SH: My brother-in-law was raised in Jordan. He changes diapers, he helps with the food, he does everything. We joke in our family when someone’s fresh off the boat, they’re going to come in with these Third World, stagnant ideas—and he, I swear, is way more helpful than any of our friends’ husbands who were born here. I see my friends make the same decisions my mom had to make.
NY: Suheir, your female friends, do they consider themselves feminists?
SH: I have this conversation all the time. I think they all do. Whether or not they would say it publicly, I think it comes from not wanting to be seen as political, and not wanting to make other people uncomfortable. I think of feminism as a socially just and imaginative world. You know, in my twenties I was taught that feminism meant we had to be supersmart, in the realm of intellectualism—to make rational, detached, unemotional pleas. But now I think what Gloria and all our sisters have given us is imagination.

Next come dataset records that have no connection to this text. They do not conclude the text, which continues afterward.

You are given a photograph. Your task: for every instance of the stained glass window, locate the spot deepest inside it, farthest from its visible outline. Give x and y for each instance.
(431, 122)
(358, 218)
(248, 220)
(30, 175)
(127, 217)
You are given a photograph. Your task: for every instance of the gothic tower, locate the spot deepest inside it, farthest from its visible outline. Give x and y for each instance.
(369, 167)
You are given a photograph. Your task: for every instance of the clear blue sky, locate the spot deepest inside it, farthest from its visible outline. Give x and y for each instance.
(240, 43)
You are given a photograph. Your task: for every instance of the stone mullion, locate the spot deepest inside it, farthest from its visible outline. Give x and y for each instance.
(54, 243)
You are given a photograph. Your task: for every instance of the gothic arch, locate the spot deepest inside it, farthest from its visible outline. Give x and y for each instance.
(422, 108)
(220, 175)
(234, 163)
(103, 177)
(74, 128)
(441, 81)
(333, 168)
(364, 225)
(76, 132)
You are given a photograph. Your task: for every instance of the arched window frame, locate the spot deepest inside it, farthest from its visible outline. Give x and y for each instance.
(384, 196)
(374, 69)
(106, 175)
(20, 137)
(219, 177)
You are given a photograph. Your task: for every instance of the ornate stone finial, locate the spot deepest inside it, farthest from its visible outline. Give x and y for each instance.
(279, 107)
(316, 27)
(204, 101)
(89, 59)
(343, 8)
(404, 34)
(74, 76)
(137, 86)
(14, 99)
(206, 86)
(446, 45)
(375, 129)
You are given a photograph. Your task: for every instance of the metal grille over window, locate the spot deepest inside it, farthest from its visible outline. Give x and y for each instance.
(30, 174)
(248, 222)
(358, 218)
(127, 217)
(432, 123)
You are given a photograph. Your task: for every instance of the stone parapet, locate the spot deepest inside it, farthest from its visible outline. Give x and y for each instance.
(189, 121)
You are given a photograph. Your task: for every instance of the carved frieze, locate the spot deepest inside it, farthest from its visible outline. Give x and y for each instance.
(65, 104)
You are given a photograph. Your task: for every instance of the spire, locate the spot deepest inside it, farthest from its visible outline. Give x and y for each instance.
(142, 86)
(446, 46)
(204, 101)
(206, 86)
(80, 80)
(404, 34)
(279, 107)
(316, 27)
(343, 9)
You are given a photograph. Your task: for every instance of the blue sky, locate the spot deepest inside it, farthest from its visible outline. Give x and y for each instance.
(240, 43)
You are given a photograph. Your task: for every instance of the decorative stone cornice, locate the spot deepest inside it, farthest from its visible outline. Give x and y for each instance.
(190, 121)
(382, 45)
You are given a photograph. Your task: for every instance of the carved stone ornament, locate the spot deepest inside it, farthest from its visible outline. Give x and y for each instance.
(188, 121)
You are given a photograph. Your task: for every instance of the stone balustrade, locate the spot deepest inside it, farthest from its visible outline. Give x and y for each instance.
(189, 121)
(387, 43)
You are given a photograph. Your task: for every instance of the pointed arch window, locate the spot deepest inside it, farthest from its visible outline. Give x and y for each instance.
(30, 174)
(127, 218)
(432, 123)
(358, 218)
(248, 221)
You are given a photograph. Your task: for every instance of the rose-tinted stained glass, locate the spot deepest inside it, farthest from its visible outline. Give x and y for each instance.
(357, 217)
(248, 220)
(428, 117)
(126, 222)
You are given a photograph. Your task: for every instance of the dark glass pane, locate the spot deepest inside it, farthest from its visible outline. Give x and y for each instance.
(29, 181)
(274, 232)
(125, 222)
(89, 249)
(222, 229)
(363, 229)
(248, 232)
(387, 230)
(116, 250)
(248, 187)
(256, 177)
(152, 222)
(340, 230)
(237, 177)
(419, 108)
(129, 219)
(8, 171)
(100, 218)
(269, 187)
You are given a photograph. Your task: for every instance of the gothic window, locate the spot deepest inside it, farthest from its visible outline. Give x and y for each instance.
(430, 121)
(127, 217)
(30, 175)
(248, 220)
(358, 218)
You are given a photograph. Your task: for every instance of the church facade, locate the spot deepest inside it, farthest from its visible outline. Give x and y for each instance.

It’s a question of: Can I imagine that world?
NY: A guy at work said to ask, Since the movement has succeeded so fully, is there anything left to do?
GS: [Laughs] So, are we going to break his kneecaps now?
SH: No, we’re going to give him a Brazilian bikini wax.
GS: Tell him I’ll know that we’re getting someplace when I go into Central Park and see white men wheeling babies of color and getting well paid for it. There is no postfeminism—it’s like saying “post-democracy”!